Between the two you should get a good idea of what you need to do.



Peter Nachtwey
Delta Computer Systems

http://www.deltamotion.com

 

[mattkoos]

Sorry, I think I was unclear. My issue is with the differential equation to the right of the graphs. The one with 'y' as the variable. I have looked at these two comments and also the comments of a friend of mine. It seems that Mathcad15 cannot handle units in the differential equation. I've removed the units in this new sheet and now I'm getting a new error. PNachtwey, this is similar to the second link you gave me. Any suggestions? And thank you both for looking at this. Much appreciated.

 

[PNachtwey]

Matt, I can't read the file. I haven't upgraded since Mathcad 13.


Peter Nachtwey
Delta Computer Systems

http://www.deltamotion.com

 

[mattkoos]

I saved it as a Mathcad 13 file.

 

[PNachtwey]

I found the problem. I substituted 0 for each of the four lines in the D equation until the problem went away. The problem is with the 3rd line. I deleted parts of the third line until the problem went away. The problem was with the (ci+co)/2. If I factored out the (ci+co)/2 so it was multiplied by (1+sign(y2-y3)) it worked.



Peter Nachtwey
Delta Computer Systems

http://www.deltamotion.com

 

[mattkoos]

Thanks for the debugging tip; that's tricky! Unfortunately the term can't be factored out because one term is the sum over 2 and the other is the difference over 2. Still, I reproduced what you said, and then started messing with that 1 (the 1+sign(blah)). If that number is anything other than 1, it doesn't spit out a solution, so I think it is a limitation in the method. I switched to use Rkadapt instead and it has a solution without changing the equation. And more importantly, one that makes sense, the other one had some pretty big exponents. 10 to the 100 is a liiittle suspect. Thanks for your help!

 

[PNachtwey]

Differential equation integrators like RK and others don't like step jumps or discontinuities. Both the sign and the absolute value function attracted my attention.

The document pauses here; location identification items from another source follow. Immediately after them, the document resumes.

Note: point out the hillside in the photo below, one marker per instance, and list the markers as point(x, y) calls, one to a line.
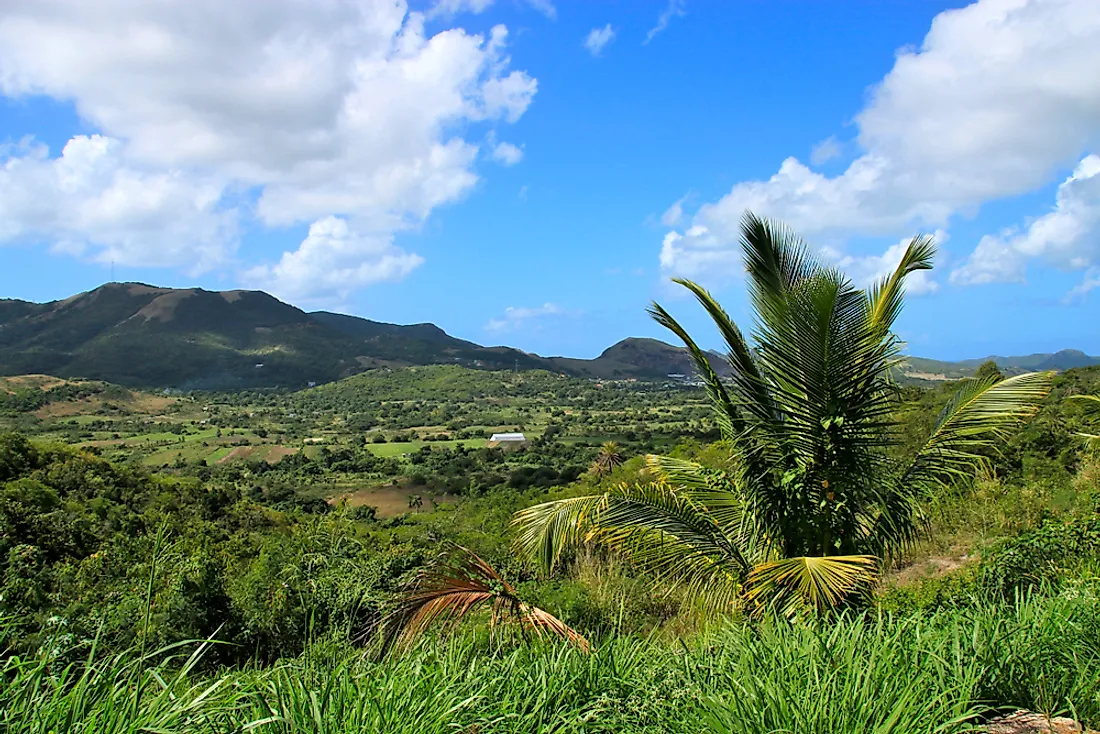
point(136, 335)
point(133, 333)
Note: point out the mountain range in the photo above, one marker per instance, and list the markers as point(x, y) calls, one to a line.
point(143, 336)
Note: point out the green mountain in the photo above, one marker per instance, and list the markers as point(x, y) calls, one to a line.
point(136, 335)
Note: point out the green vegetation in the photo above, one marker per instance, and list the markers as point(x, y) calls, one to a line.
point(914, 557)
point(812, 496)
point(938, 674)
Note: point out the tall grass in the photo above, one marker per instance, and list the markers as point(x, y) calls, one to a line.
point(915, 675)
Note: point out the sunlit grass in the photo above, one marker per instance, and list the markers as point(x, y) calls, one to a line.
point(917, 675)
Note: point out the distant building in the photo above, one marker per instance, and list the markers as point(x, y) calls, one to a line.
point(507, 440)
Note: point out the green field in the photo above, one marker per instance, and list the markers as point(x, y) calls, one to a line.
point(408, 447)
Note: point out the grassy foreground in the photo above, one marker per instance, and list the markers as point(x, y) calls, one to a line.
point(939, 672)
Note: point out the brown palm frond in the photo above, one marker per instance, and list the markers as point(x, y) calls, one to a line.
point(452, 589)
point(796, 585)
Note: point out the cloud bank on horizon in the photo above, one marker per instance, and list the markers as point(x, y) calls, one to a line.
point(992, 105)
point(206, 124)
point(215, 117)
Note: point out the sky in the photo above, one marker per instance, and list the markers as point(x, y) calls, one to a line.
point(532, 173)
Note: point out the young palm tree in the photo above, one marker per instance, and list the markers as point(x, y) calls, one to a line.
point(1092, 398)
point(811, 499)
point(608, 458)
point(453, 589)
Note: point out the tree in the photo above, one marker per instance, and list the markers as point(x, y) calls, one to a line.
point(988, 370)
point(608, 458)
point(460, 583)
point(1092, 438)
point(810, 499)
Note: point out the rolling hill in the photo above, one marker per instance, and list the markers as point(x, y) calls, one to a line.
point(138, 335)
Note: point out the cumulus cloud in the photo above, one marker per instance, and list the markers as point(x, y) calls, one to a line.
point(867, 270)
point(88, 200)
point(516, 318)
point(1080, 292)
point(315, 110)
point(448, 8)
point(597, 39)
point(991, 105)
point(674, 9)
point(507, 154)
point(825, 151)
point(333, 260)
point(1067, 237)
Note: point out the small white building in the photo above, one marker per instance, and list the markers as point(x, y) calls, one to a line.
point(507, 440)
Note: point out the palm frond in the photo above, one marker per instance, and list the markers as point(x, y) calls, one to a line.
point(546, 529)
point(728, 417)
point(1093, 398)
point(751, 387)
point(450, 590)
point(978, 415)
point(714, 490)
point(776, 260)
point(794, 585)
point(886, 297)
point(659, 514)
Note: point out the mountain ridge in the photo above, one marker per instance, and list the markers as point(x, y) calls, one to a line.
point(140, 335)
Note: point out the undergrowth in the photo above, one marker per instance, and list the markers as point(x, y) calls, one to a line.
point(943, 671)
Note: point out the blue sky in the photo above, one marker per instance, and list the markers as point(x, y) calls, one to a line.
point(531, 173)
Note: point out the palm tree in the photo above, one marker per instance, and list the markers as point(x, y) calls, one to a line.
point(608, 458)
point(1093, 398)
point(455, 587)
point(811, 500)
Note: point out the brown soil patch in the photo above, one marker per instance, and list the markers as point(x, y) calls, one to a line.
point(239, 453)
point(276, 453)
point(26, 381)
point(1025, 722)
point(934, 567)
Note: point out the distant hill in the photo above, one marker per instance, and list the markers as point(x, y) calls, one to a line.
point(138, 335)
point(1066, 359)
point(648, 359)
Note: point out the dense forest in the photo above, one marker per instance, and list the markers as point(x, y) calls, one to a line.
point(801, 544)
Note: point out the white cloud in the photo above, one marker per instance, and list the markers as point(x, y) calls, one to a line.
point(597, 39)
point(507, 154)
point(545, 7)
point(674, 9)
point(991, 105)
point(90, 201)
point(317, 110)
point(516, 318)
point(825, 151)
point(1080, 292)
point(448, 8)
point(867, 270)
point(333, 260)
point(1067, 237)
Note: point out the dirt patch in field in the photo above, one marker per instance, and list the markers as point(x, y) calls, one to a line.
point(28, 381)
point(239, 453)
point(927, 568)
point(392, 501)
point(276, 453)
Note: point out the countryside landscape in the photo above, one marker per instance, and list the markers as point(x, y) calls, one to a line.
point(832, 468)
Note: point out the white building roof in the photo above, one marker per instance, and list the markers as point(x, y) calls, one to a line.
point(508, 437)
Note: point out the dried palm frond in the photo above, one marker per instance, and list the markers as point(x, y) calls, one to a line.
point(455, 587)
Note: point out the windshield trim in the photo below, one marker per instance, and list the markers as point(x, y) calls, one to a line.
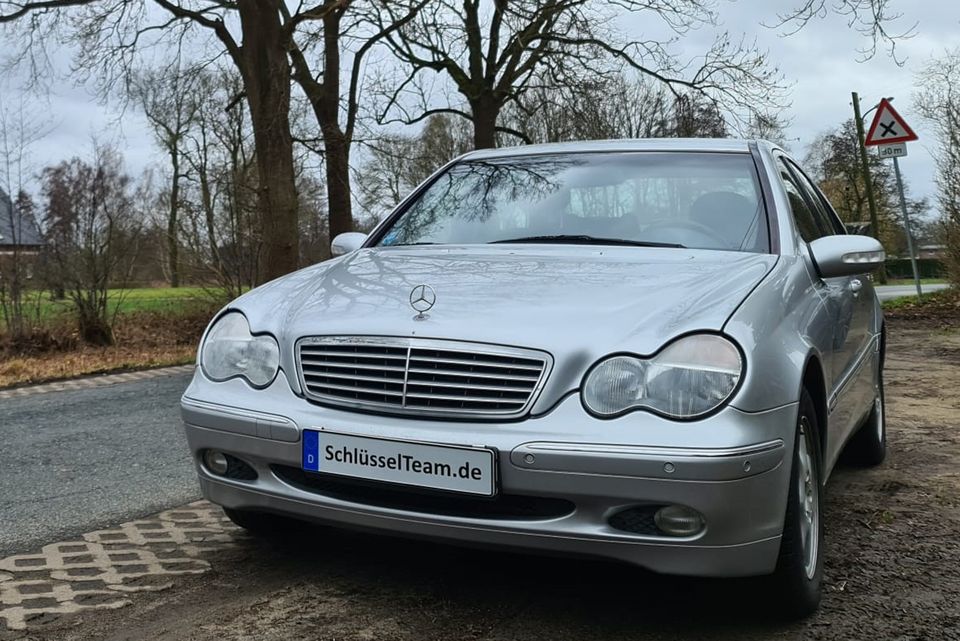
point(752, 151)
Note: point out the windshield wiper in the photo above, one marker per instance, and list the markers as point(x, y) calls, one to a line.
point(583, 239)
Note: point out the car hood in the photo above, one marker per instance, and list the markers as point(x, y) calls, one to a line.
point(577, 303)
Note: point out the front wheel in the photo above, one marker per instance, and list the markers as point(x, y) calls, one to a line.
point(796, 583)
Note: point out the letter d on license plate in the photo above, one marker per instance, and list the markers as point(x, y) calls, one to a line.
point(441, 467)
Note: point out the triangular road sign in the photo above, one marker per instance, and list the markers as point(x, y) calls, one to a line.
point(888, 127)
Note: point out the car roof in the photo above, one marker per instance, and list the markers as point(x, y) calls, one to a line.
point(729, 145)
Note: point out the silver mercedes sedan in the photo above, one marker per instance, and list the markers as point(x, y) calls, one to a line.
point(651, 351)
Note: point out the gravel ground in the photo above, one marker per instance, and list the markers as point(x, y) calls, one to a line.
point(893, 564)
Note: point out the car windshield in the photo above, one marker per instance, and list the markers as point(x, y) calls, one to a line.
point(672, 199)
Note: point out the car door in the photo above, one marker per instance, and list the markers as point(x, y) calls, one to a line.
point(851, 300)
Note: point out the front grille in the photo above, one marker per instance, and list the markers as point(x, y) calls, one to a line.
point(426, 377)
point(503, 506)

Do you know you can use if statements in the system of differential equations? You could try checking the value of the sign() function and then using one of the 3 different formulas depending on the value of sign(). That means you have 3 different versions of the formula in the 3rd row.



Peter Nachtwey
Delta Computer Systems

http://www.deltamotion.com

 

[mattkoos]

It seems to be working okay with the Rkadapt function.